— Gar nicht!
Meine Damen und Herren!
— Verzeihung! Herr Präsident! Meine Damen und Herren! — Ich habe mich durch den Zwischenruf etwas irritieren lassen.
Wir stehen vor der Tatsache, daß in Westdeutschland im Augenblick Hunderte von Menschen auf Grund von Verurteilungen wegen Vergehen inhaftiert sind, die ihrer politischen Überzeugung entspringen,
der politischen Überzeugung des Verurteilten.
— Das entzieht sich meiner Kenntnis.
— Aber ich gebe Ihnen eine Antwort darauf, die Sie sicherlich beruhigen wird. Wir setzen uns hier für Überzeugungstäter ein, und zwar für solche Menschen, die aus einer ehrbaren politischen oder religiösen Überzeugung heraus gegen Gesetze verstoßen haben.
— Aus einer politisch ehrbaren Überzeugung und nicht aus einer ehrlosen oder schändlichen politischen Überzeugung heraus! Das ist der kleine, aber entscheidende Unterschied. Ich brauche mich deshalb nicht einzusetzen für die Agenten, die Naziverbrecher, die eventuell in der DDR inhaftiert worden sind.

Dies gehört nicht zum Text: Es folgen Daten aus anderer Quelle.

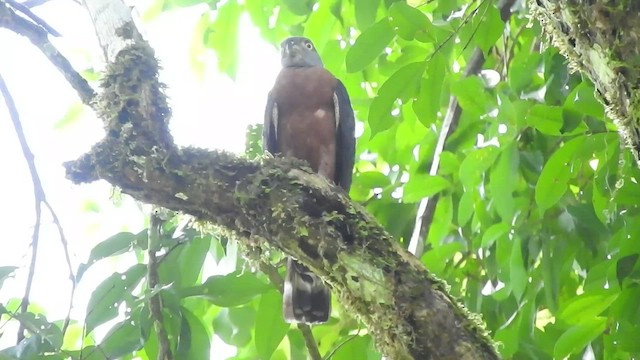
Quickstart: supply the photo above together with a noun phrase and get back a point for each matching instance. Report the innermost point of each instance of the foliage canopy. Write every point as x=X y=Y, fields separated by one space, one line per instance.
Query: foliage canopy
x=534 y=226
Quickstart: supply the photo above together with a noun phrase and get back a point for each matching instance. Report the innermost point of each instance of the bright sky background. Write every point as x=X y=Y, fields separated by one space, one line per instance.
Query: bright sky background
x=208 y=111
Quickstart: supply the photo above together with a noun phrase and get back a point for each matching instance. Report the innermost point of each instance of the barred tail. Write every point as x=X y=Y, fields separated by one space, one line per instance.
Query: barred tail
x=306 y=298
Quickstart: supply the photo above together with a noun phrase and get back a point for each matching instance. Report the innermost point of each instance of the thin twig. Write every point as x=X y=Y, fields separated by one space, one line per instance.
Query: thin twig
x=329 y=355
x=40 y=199
x=33 y=3
x=35 y=18
x=428 y=205
x=38 y=36
x=153 y=279
x=309 y=340
x=37 y=192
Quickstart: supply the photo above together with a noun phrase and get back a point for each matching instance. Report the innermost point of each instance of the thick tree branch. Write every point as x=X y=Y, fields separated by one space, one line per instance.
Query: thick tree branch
x=277 y=202
x=275 y=278
x=153 y=281
x=601 y=39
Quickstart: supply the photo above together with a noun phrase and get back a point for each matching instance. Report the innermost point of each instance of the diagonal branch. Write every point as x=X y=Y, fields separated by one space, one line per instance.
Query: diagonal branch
x=427 y=207
x=309 y=340
x=407 y=311
x=602 y=41
x=40 y=199
x=153 y=280
x=39 y=37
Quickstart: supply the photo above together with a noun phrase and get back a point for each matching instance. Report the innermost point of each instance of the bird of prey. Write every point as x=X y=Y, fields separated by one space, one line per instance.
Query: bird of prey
x=309 y=117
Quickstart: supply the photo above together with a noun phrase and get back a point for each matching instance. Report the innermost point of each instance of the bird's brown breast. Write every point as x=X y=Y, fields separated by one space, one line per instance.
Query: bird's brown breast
x=306 y=117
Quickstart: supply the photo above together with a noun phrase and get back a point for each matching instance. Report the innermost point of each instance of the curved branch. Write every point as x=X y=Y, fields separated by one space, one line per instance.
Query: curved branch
x=278 y=203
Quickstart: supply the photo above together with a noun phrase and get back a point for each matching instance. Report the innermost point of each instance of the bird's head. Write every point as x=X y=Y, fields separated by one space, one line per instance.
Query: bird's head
x=298 y=51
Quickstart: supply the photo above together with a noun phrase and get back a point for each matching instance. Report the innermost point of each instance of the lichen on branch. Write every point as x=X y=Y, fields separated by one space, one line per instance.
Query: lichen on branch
x=281 y=203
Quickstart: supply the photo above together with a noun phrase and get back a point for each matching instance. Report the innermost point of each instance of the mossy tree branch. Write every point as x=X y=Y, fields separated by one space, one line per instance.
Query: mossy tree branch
x=601 y=39
x=274 y=203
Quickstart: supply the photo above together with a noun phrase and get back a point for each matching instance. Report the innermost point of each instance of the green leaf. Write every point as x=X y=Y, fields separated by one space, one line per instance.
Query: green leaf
x=403 y=85
x=582 y=100
x=123 y=338
x=369 y=45
x=586 y=306
x=222 y=36
x=577 y=337
x=427 y=105
x=437 y=258
x=365 y=11
x=466 y=206
x=299 y=7
x=320 y=26
x=189 y=258
x=518 y=276
x=494 y=233
x=407 y=20
x=354 y=348
x=48 y=333
x=372 y=179
x=105 y=299
x=233 y=325
x=422 y=185
x=625 y=266
x=546 y=119
x=228 y=290
x=270 y=326
x=486 y=27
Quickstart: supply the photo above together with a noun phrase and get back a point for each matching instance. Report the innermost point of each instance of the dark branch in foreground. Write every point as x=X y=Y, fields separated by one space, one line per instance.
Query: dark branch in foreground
x=602 y=41
x=408 y=312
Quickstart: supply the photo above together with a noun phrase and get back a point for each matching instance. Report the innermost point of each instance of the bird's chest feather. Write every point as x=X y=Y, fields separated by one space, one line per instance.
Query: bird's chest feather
x=306 y=117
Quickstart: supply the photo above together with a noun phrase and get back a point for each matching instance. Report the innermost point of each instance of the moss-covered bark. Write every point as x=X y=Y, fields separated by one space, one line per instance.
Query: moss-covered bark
x=601 y=38
x=279 y=203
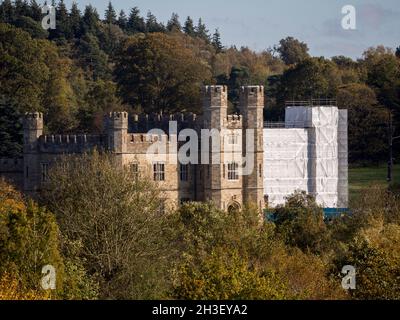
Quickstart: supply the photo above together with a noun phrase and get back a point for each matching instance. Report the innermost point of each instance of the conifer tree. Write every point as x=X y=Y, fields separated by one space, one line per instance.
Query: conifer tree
x=216 y=41
x=122 y=20
x=152 y=25
x=202 y=32
x=35 y=11
x=189 y=27
x=75 y=20
x=110 y=15
x=6 y=11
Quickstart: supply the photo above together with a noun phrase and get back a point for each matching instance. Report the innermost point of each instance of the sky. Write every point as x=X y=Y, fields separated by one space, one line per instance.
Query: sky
x=260 y=24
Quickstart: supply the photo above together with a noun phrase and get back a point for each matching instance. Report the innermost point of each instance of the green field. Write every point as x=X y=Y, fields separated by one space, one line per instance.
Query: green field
x=362 y=178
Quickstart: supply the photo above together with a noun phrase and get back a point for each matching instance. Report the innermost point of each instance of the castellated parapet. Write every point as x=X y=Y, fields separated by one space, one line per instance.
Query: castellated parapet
x=223 y=182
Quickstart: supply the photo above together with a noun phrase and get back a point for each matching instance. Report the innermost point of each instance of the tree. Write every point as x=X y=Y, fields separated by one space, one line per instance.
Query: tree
x=11 y=137
x=6 y=11
x=110 y=14
x=122 y=20
x=90 y=19
x=292 y=51
x=117 y=219
x=311 y=78
x=224 y=275
x=157 y=73
x=367 y=123
x=189 y=28
x=29 y=240
x=35 y=11
x=173 y=24
x=92 y=59
x=21 y=8
x=301 y=223
x=23 y=68
x=63 y=27
x=216 y=41
x=75 y=20
x=136 y=23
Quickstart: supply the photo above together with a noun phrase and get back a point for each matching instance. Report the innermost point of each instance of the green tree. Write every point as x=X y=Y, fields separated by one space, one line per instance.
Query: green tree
x=29 y=240
x=110 y=14
x=157 y=73
x=173 y=24
x=75 y=20
x=301 y=223
x=90 y=19
x=216 y=41
x=202 y=32
x=152 y=25
x=225 y=275
x=136 y=23
x=11 y=137
x=122 y=20
x=92 y=58
x=117 y=221
x=311 y=78
x=35 y=11
x=367 y=123
x=292 y=51
x=6 y=11
x=23 y=68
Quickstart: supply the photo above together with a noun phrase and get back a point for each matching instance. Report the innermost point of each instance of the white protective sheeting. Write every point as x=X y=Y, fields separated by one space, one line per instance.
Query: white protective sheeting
x=305 y=156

— Doch, das ist eine Antwort. — Ich hatte die Absicht, auf die Tatsache hinzuweisen, daß es in der Weimarer Republik bekanntlich für Überzeugungstäter einen besonderen Strafvollzug gab, und ich hatte die Absicht, auf die Tatsache hinzuweisen, daß diese Sonderstellung im Strafvollzug hier in Westdeutschland unmöglich gemacht worden ist, weil die Besatzungsmächte eine Sonderbehandlung der Überzeugungstäter verboten haben.
Mein Antrag geht also nur darauf hinaus, einen Zustand wieder aufleben zu lassen, der zur Weimarer Zeit eine Selbstverständlichkeit war.
— Sie haben ja nachher Zeit, Ihre Meinung hier
zum Ausdruck zu bringen, also unterbrechen Sie mich bitte nicht.
Eigenartigerweise haben Ihre Freunde im Landtag von Nordrhein-Westfalen sich zu diesem Gedanken bekannt. Dort ist in dem zuständigen Ausschuß einstimmig beschlossen worden, an die Regierung heranzutreten, sich im Sinne dieser Anregung bei der Bundesregierung einzusetzen. Es ist bedauerlich, daß Sie hier diese ernste Angelegenheit dazu benutzen, um Ihre längst abgelaufene politische Hetzplatte gegen die DDR und gegen uns loszuwerden. So liegen die Dinge.
Wir verlangen in unserem Antrage nichts anderes als die Wiederherstellung eines alten, früher als selbstverständlich anerkannten Zustandes, daß den Menschen, die aus einer ehrbaren politischen oder religiösen Überzeugung heraus gegen bestehende Gesetze verstoßen haben und deshalb verurteilt wurden, im Strafvollzug eine ehrenhafte Sonderbehandlung zuteil wird.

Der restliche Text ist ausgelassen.